Montag, 5. Juli 2010

Perspektive

Er ist Gruppenleiter in einem grossen Unternehmen, Ende Fünfzig und eigentlich immer Herr der Lage, ruhig, besonnen, ein bisschen distanziert.
Auf jeden Fall aber wirkt er, als habe er stets alles im Griff.
Doch plötzlich spielt ihm die Bandscheibe derart übel mit, dass er von jetzt auf gleich zum Notarzt und sich danach durch die medizinische Mühle drehen lassen muss.
Der Vorfall war samstags, am Montag musste er natürlich seinen "Schäfchen" mitteilen, dass er nicht kommen würde und wie sie arbeitstechnisch weiter verfahren sollten.
Auch da weiss er telefonisch Punkt für Punkt alles aufzuzählen, was bearbeitet werden muss, gibt die Prioritäten dafür an - eben auch hier - alles im Griff.

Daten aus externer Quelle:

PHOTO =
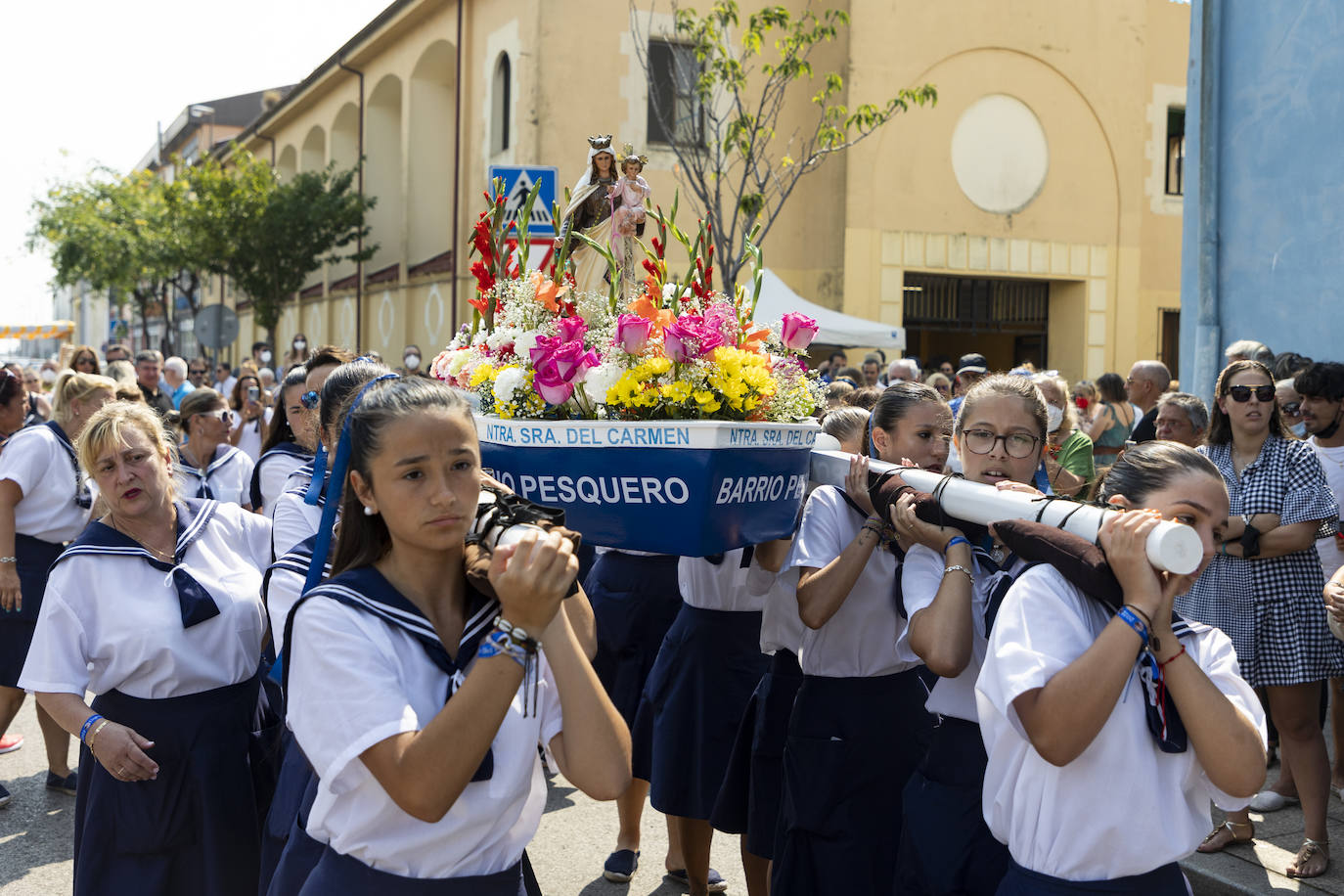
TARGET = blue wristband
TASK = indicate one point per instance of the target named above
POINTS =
(87, 724)
(499, 644)
(1132, 619)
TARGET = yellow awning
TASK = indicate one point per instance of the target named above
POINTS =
(54, 330)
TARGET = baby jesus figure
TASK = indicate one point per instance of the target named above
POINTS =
(628, 218)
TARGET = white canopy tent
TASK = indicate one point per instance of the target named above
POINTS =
(836, 327)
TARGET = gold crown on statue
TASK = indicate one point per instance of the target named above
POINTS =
(628, 155)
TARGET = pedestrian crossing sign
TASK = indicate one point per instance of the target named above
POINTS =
(517, 183)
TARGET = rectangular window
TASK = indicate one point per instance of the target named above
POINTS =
(1175, 152)
(675, 112)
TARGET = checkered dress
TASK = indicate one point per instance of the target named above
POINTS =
(1272, 608)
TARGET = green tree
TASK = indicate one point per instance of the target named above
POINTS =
(279, 233)
(728, 143)
(108, 231)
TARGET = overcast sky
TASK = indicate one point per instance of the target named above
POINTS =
(89, 79)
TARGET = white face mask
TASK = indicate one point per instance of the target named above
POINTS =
(1053, 417)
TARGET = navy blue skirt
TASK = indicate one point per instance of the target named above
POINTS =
(635, 601)
(288, 853)
(34, 561)
(753, 787)
(945, 845)
(1167, 880)
(852, 745)
(694, 701)
(193, 829)
(337, 874)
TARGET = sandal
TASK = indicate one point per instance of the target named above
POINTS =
(1228, 828)
(1309, 850)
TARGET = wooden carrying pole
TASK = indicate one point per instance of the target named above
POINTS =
(1172, 546)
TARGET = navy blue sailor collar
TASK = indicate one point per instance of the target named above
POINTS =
(367, 590)
(202, 477)
(195, 602)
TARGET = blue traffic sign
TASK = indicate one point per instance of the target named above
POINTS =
(517, 183)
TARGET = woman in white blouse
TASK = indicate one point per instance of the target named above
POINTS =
(421, 701)
(45, 501)
(859, 724)
(157, 610)
(1093, 776)
(207, 465)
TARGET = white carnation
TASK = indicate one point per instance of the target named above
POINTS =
(509, 381)
(600, 379)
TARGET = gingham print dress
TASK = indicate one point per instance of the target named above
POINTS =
(1272, 608)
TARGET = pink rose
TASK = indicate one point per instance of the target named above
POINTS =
(552, 385)
(571, 328)
(632, 332)
(689, 337)
(797, 331)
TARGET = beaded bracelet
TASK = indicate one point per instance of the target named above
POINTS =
(87, 724)
(957, 567)
(516, 634)
(1132, 619)
(498, 644)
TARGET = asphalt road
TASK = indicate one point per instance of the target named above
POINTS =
(567, 853)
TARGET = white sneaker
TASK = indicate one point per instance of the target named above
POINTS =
(1271, 801)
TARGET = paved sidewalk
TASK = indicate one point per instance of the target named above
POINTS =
(577, 834)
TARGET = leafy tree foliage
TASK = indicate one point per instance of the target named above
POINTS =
(732, 155)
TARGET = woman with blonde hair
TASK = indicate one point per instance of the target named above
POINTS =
(43, 504)
(165, 798)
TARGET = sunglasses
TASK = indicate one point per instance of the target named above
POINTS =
(1242, 394)
(1017, 445)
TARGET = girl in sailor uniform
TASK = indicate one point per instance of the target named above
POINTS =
(749, 799)
(697, 691)
(951, 589)
(290, 443)
(45, 503)
(207, 465)
(858, 726)
(1077, 701)
(165, 798)
(298, 511)
(420, 700)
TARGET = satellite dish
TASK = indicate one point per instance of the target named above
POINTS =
(216, 327)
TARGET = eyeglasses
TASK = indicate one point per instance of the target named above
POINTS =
(1242, 394)
(1017, 445)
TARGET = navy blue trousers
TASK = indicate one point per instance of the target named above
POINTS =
(1167, 880)
(946, 848)
(193, 829)
(635, 601)
(753, 787)
(694, 701)
(852, 745)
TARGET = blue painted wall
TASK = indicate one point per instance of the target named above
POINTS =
(1264, 225)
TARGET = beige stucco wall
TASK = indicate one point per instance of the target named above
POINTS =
(1098, 78)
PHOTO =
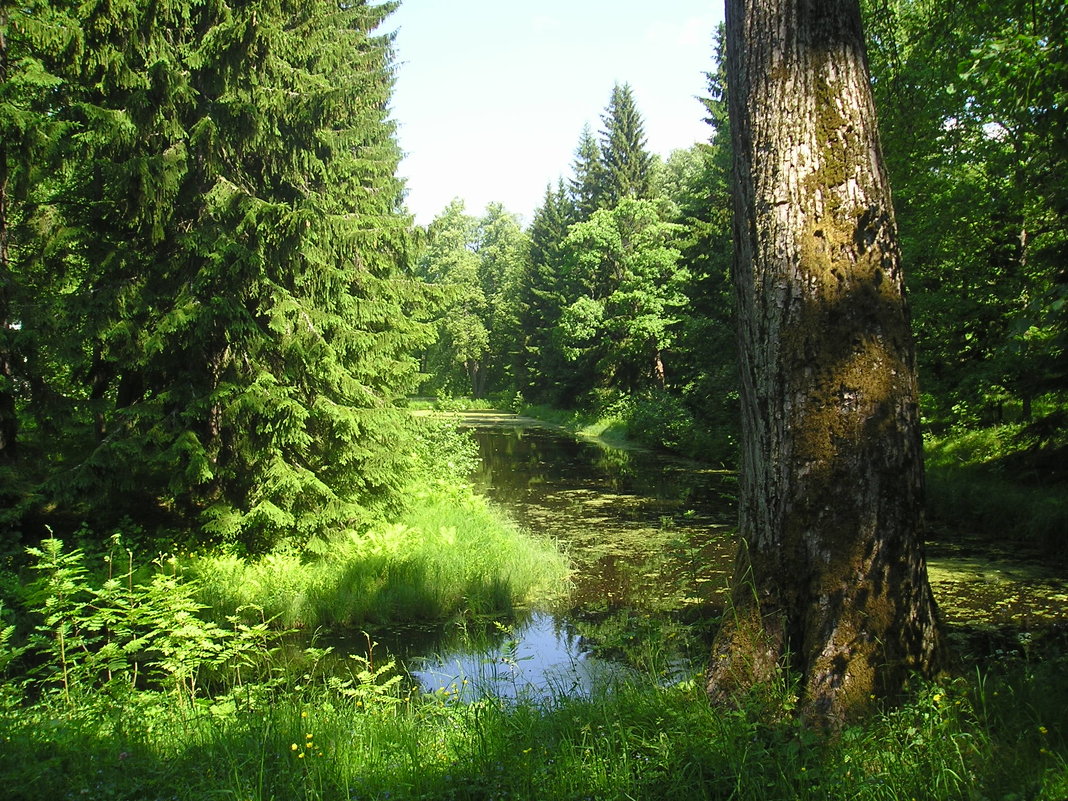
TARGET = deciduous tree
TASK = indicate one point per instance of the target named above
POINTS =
(831, 578)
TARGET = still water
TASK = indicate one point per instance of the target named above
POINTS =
(650, 537)
(650, 540)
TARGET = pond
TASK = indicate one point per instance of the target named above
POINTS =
(650, 536)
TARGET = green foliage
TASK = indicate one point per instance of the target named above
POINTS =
(623, 269)
(449, 555)
(123, 632)
(476, 265)
(224, 314)
(626, 166)
(972, 120)
(631, 740)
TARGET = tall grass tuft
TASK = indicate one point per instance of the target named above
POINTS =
(451, 553)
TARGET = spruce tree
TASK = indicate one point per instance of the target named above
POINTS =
(543, 295)
(587, 186)
(627, 165)
(241, 254)
(30, 32)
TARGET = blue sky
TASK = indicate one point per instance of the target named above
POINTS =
(491, 95)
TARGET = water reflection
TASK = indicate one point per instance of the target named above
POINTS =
(544, 657)
(649, 536)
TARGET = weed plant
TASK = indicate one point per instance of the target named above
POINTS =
(449, 554)
(629, 740)
(122, 690)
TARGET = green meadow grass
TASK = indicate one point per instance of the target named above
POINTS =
(449, 554)
(1002, 738)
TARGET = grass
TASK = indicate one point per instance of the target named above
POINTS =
(449, 554)
(1003, 737)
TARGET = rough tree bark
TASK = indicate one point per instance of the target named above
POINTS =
(830, 579)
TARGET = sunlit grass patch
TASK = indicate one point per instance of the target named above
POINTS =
(451, 553)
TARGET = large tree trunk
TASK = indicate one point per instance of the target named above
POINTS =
(830, 579)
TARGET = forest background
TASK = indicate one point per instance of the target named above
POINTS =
(214, 309)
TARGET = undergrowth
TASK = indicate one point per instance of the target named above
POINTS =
(999, 482)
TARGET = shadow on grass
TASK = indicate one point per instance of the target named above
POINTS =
(996, 737)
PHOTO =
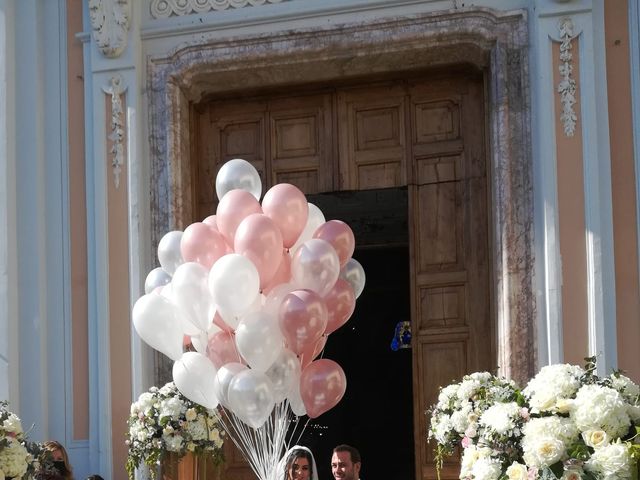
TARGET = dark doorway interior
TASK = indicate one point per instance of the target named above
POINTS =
(376, 413)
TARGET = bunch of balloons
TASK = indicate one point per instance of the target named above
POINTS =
(256, 288)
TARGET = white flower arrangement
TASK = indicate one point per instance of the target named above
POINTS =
(19, 458)
(163, 421)
(566, 424)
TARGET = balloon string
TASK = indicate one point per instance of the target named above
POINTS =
(262, 447)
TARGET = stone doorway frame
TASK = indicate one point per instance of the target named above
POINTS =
(491, 40)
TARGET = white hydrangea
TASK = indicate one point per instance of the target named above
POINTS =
(460, 419)
(623, 384)
(486, 469)
(171, 407)
(12, 424)
(173, 442)
(546, 440)
(501, 417)
(552, 384)
(468, 388)
(447, 395)
(197, 428)
(612, 462)
(440, 427)
(470, 456)
(517, 471)
(601, 408)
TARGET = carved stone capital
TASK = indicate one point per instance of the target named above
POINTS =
(115, 89)
(110, 22)
(168, 8)
(567, 84)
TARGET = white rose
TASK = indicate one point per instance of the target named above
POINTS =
(517, 471)
(486, 469)
(595, 438)
(543, 452)
(572, 475)
(611, 462)
(191, 414)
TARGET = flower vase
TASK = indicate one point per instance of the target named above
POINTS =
(189, 467)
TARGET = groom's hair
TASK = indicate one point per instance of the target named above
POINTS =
(355, 454)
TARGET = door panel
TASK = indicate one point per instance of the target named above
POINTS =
(424, 133)
(372, 126)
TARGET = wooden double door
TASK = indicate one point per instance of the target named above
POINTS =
(421, 133)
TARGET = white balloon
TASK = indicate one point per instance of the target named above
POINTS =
(283, 373)
(169, 254)
(193, 375)
(223, 379)
(251, 397)
(314, 220)
(315, 266)
(190, 292)
(234, 283)
(155, 319)
(156, 278)
(353, 273)
(199, 342)
(295, 399)
(259, 339)
(275, 297)
(238, 174)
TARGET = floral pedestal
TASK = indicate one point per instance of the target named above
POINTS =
(189, 467)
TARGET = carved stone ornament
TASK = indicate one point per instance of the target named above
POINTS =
(110, 22)
(567, 85)
(116, 89)
(168, 8)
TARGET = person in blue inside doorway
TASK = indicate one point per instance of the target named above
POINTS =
(346, 463)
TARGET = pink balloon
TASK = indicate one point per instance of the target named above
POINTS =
(259, 239)
(340, 236)
(234, 207)
(283, 275)
(211, 221)
(322, 385)
(201, 243)
(312, 351)
(341, 302)
(286, 205)
(303, 319)
(221, 349)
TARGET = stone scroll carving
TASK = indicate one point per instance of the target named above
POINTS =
(110, 22)
(115, 89)
(168, 8)
(567, 84)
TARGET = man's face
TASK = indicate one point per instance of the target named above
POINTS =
(343, 468)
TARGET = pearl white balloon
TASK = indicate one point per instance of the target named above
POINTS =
(251, 397)
(295, 399)
(283, 373)
(190, 292)
(193, 375)
(353, 273)
(259, 339)
(156, 278)
(169, 254)
(234, 283)
(238, 174)
(223, 380)
(156, 320)
(315, 266)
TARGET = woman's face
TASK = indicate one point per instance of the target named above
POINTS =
(57, 456)
(300, 469)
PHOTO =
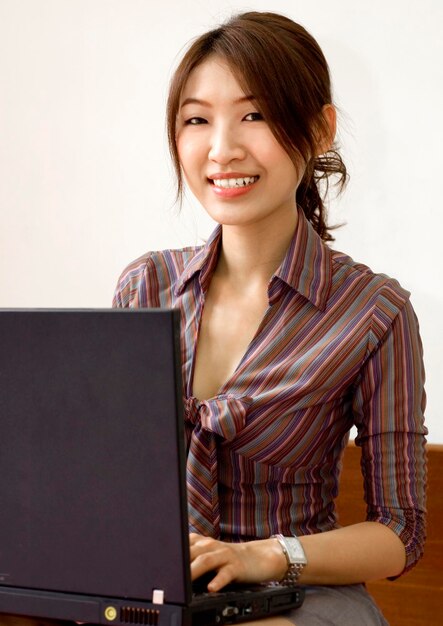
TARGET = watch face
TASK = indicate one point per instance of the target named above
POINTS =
(295, 551)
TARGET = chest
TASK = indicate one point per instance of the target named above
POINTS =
(229, 323)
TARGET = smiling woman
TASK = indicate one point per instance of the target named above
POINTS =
(219, 126)
(286, 343)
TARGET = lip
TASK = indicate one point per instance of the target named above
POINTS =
(234, 192)
(221, 175)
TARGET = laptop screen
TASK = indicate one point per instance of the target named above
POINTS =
(92, 486)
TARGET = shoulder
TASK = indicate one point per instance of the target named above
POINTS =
(144, 280)
(379, 295)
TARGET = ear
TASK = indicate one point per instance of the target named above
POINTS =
(327, 129)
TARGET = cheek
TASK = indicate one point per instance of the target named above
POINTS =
(190, 152)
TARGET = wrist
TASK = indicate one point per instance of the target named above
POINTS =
(295, 558)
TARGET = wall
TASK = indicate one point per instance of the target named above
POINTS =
(85, 182)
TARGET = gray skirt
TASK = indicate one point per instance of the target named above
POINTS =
(346, 605)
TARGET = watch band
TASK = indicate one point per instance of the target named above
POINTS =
(295, 558)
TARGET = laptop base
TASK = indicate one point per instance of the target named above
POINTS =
(229, 608)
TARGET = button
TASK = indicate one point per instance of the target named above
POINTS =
(110, 613)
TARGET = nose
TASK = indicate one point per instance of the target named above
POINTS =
(225, 145)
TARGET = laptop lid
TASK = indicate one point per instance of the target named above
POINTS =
(85, 396)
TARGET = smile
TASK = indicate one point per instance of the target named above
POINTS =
(234, 183)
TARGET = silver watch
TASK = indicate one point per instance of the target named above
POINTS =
(295, 557)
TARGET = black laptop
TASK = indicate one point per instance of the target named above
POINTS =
(93, 515)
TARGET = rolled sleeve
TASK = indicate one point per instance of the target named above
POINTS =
(388, 406)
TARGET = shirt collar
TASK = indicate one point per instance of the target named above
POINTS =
(306, 268)
(203, 262)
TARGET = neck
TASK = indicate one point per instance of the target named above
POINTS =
(252, 253)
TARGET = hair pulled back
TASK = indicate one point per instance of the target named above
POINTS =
(282, 65)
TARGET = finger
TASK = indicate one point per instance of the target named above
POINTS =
(224, 576)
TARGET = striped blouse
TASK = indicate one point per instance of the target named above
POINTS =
(338, 346)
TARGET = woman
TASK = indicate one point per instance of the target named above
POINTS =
(286, 343)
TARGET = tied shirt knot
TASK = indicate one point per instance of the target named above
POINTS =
(207, 422)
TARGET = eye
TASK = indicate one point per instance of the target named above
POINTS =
(253, 117)
(195, 121)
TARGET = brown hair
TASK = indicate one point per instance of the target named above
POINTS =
(282, 65)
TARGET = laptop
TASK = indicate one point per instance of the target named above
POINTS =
(93, 513)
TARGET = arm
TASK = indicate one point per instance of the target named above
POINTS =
(354, 554)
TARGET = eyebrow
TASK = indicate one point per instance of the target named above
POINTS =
(208, 104)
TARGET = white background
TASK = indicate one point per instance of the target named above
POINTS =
(85, 180)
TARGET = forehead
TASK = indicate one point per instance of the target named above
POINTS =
(213, 79)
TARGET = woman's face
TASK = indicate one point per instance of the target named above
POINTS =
(230, 159)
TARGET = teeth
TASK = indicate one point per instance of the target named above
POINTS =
(231, 183)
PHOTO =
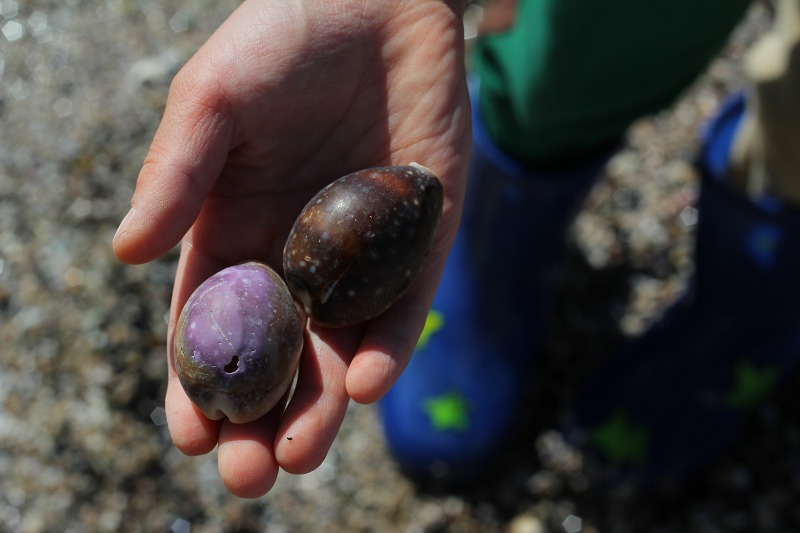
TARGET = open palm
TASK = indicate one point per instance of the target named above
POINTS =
(284, 98)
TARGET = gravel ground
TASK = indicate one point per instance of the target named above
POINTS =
(83, 441)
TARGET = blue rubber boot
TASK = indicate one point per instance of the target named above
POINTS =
(447, 416)
(676, 397)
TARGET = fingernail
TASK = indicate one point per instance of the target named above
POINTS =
(123, 226)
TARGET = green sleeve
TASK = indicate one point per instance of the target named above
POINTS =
(571, 75)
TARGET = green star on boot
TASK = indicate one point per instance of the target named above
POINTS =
(621, 440)
(752, 384)
(449, 411)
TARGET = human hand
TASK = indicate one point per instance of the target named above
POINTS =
(284, 98)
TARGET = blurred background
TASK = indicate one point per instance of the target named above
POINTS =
(83, 440)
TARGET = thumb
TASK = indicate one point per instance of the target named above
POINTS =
(185, 158)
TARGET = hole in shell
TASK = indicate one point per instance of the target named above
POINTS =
(233, 366)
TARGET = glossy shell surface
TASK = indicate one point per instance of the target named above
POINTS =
(238, 342)
(360, 242)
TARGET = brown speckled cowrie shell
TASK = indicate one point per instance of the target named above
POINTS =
(360, 242)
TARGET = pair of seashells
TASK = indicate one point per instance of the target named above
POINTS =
(353, 251)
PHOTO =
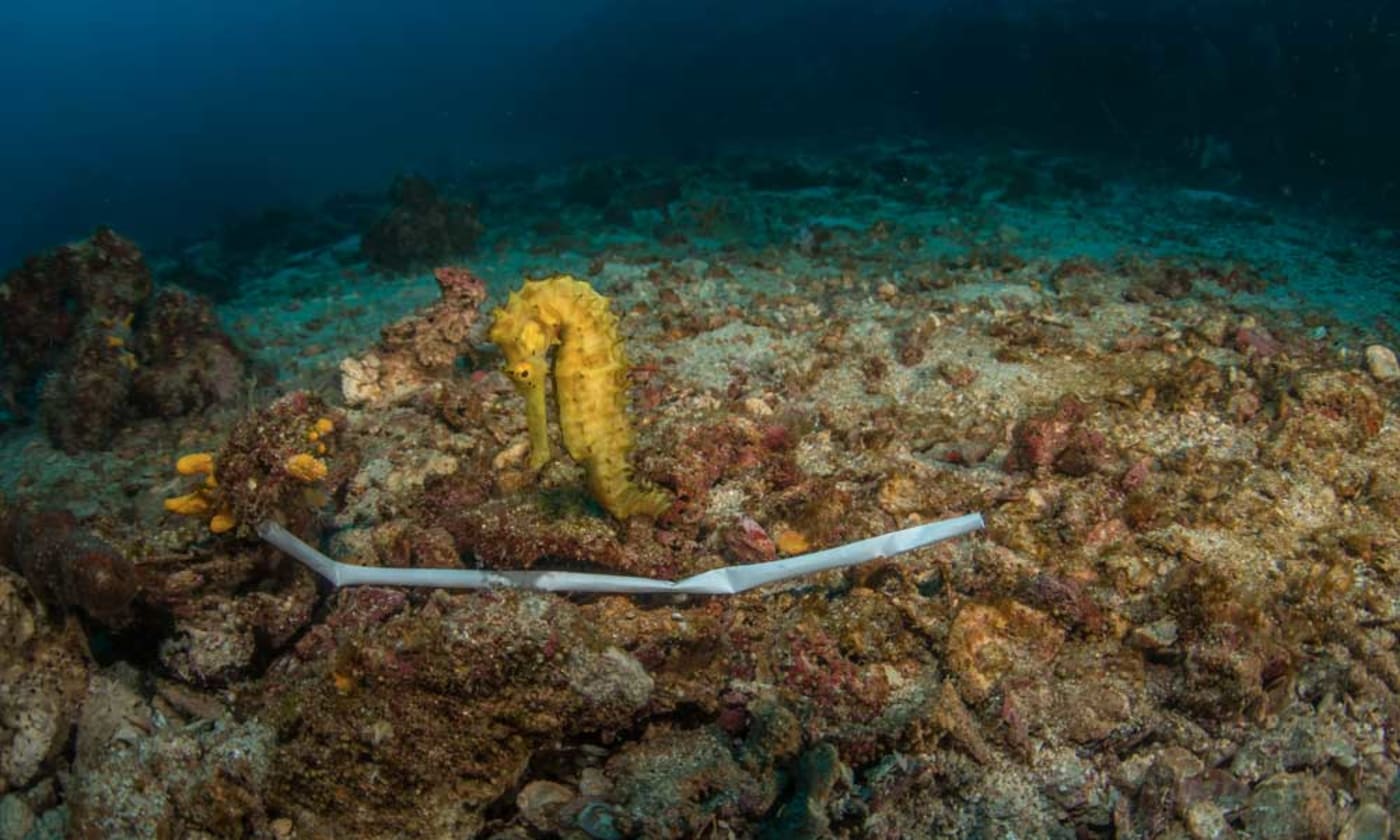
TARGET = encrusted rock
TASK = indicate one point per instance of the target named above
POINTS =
(1382, 364)
(1290, 807)
(989, 641)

Doch dann ändert sich der Ton, etwas zaghaft wünscht er zu wissen, ob die Sekretärin schon im Hause sei, er müsse sie nämlich fragen, was nun mit dem ärztlichen Attest zu tun sei. Er wisse das überhaupt nicht, weil er in seinem gesamten Berufsleben noch nie krank gewesen sei.
Und auf einmal klingt seine Stimme unsicher und auch ein bisschen unglücklich.
Aus dieser Sicht kennt er das Leben nicht.
Alle wünschen ihm, dass er möglichst bald wieder ganz gesund ist, und es wird auch sicher alles wieder gut, vielleicht dauert es eine kleine Zeit.
Aber doch denke ich, es ist auch ein Gewinn, das Leben mal für eine Zeit aus einer anderen Perspektive zu betrachten und daraus seine Schlüsse ziehen zu dürfen.
Genau das wünsche ich ihm und natürlich gute Genesung.